Petitioners also kept pedigrees and show records for their
horses. Starting in about 1993, Mr. McKeever began studying
bloodlines and pedigrees. Petitioners did not keep heat and
health records for their horses, except for copies of veterinary
bills and notations made on a small calendar kept in their barn.
Petitioners did not prepare written profit and loss
projections for the taxable years 1991, 1992, and 1993 concerning
their horse activity, or any of their other activities, nor have
they prepared any such projections for taxable years commencing
after 1993 through the trial in this case.9
9In 1998, after the petition in this case had been filed,
petitioners consulted an accountant with experience in the horse
industry, Patrick J. Hurley. At Mr. Hurley’s suggestion,
petitioners began using a computerized record keeping system.

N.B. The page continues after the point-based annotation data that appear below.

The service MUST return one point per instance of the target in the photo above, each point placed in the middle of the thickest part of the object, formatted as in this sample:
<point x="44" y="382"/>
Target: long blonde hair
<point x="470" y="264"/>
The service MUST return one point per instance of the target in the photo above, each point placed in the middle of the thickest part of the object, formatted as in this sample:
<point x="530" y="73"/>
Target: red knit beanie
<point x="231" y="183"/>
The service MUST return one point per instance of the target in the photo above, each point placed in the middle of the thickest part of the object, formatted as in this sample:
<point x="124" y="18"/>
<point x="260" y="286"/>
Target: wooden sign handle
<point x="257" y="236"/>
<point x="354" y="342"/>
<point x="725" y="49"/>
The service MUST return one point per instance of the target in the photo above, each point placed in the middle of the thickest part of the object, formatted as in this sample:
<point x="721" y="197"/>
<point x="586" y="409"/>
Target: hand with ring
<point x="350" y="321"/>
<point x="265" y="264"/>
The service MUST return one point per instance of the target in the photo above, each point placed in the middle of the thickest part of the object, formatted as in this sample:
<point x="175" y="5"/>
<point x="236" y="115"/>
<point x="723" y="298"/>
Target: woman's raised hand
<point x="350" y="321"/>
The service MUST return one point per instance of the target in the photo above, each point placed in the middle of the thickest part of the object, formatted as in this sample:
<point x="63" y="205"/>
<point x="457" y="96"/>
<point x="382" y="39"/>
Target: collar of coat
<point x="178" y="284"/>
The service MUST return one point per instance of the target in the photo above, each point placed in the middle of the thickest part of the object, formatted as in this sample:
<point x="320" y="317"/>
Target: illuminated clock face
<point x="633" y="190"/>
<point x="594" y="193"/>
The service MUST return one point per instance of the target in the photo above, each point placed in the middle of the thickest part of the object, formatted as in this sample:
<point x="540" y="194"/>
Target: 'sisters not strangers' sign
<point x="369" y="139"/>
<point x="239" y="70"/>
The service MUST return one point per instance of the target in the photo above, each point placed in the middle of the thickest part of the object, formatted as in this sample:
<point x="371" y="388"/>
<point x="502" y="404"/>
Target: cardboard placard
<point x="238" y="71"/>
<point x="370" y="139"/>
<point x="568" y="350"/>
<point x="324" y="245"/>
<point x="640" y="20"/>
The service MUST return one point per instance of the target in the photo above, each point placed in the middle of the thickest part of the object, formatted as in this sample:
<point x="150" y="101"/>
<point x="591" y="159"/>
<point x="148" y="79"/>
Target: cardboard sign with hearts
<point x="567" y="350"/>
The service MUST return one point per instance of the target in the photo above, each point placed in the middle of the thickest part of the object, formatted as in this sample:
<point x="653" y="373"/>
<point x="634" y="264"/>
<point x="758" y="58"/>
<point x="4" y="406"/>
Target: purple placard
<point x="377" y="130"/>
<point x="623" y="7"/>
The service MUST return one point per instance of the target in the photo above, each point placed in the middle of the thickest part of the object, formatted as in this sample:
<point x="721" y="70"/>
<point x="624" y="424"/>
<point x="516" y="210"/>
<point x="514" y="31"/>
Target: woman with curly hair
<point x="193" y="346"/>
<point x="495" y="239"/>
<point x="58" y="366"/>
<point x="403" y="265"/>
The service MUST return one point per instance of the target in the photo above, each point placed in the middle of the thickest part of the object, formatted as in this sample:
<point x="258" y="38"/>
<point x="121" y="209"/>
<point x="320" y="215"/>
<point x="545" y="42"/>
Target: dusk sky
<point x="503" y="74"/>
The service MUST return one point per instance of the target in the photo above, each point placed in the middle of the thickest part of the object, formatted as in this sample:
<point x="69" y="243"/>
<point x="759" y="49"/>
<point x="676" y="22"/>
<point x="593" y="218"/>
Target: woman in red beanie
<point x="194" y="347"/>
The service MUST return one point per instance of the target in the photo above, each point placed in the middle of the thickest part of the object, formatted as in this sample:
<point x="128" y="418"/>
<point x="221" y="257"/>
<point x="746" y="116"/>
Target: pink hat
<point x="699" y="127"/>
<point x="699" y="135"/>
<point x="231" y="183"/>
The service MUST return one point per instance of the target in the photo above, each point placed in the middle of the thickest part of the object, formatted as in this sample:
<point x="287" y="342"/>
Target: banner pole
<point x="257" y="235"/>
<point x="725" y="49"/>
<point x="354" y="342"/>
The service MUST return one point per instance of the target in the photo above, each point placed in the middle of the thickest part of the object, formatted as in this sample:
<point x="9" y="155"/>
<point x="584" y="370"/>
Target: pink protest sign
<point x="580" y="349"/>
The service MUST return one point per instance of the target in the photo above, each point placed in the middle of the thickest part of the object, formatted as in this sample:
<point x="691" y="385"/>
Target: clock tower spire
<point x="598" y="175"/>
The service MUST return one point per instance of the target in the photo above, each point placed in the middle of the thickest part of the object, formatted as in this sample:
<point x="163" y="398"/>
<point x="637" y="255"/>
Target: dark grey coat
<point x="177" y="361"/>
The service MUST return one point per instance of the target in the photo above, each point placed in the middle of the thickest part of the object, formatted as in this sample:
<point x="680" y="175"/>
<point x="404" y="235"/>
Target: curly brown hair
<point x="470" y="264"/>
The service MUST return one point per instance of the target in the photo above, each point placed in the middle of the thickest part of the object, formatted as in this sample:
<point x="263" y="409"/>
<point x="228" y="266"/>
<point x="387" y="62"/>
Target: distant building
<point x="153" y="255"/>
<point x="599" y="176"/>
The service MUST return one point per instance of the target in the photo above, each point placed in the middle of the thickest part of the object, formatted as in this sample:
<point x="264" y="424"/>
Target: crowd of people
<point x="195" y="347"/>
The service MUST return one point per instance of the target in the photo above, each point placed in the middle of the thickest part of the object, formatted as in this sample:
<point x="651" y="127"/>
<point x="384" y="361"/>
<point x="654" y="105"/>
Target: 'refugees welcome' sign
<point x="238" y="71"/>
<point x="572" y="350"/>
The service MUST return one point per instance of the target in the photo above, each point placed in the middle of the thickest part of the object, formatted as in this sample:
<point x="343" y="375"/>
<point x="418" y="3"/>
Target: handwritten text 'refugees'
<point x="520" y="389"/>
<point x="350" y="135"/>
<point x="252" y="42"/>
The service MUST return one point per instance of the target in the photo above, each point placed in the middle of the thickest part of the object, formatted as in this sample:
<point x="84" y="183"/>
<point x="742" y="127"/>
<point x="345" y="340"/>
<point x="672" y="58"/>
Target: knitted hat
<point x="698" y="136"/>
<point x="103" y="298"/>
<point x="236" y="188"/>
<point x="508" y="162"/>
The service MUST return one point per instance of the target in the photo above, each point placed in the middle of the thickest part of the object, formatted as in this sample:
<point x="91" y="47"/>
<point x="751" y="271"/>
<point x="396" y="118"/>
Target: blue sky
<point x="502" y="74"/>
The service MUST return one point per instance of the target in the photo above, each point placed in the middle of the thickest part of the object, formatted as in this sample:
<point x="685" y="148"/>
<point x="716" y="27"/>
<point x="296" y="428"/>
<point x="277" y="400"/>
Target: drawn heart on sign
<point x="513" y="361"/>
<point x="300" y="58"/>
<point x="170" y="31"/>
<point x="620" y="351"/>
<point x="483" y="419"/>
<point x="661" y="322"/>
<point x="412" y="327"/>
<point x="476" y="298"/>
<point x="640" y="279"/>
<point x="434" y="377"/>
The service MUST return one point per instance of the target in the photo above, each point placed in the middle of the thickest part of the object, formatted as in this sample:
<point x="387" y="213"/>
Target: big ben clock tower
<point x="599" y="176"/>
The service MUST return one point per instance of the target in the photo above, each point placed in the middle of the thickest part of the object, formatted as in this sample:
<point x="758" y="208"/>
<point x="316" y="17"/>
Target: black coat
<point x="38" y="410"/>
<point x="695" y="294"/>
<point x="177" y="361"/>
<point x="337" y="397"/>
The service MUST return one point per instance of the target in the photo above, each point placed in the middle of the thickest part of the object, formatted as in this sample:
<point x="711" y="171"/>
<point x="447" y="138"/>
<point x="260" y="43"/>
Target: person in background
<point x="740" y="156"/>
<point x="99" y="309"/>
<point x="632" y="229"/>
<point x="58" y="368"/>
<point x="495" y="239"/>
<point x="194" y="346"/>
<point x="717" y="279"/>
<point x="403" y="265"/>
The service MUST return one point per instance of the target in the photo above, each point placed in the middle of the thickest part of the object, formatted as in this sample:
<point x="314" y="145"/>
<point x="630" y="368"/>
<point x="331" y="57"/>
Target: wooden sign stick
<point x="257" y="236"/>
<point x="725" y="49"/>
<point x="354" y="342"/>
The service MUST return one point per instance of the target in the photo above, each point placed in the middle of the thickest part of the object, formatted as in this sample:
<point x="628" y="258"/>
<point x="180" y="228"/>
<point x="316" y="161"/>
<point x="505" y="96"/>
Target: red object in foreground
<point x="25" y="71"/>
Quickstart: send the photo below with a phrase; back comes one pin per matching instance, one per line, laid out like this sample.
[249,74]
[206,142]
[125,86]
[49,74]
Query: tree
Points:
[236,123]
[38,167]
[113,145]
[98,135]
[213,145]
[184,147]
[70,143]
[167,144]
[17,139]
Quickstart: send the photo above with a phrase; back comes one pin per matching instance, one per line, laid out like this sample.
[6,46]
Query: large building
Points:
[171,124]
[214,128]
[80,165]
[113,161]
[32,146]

Mr. Hurley provided petitioners with a sample “Summary of
Operations” for a horse business and advised them to prepare a
similar document. Petitioners prepared a summary of operations
for their horse activity for the years 1988 through 1998, which
they refer to as a business plan. The document summarizes
various facts related to the horse activity and indicates in very
general terms how petitioners plan to improve the profitability
of the activity. The document does not indicate what level of
income would be required to achieve profitability or to what
extent expenses might be reduced. Although petitioners
maintained detailed expense records, the summary of operations
does not analyze any of the past expenses to determine whether
any adjustments to those expenses could improve profitability.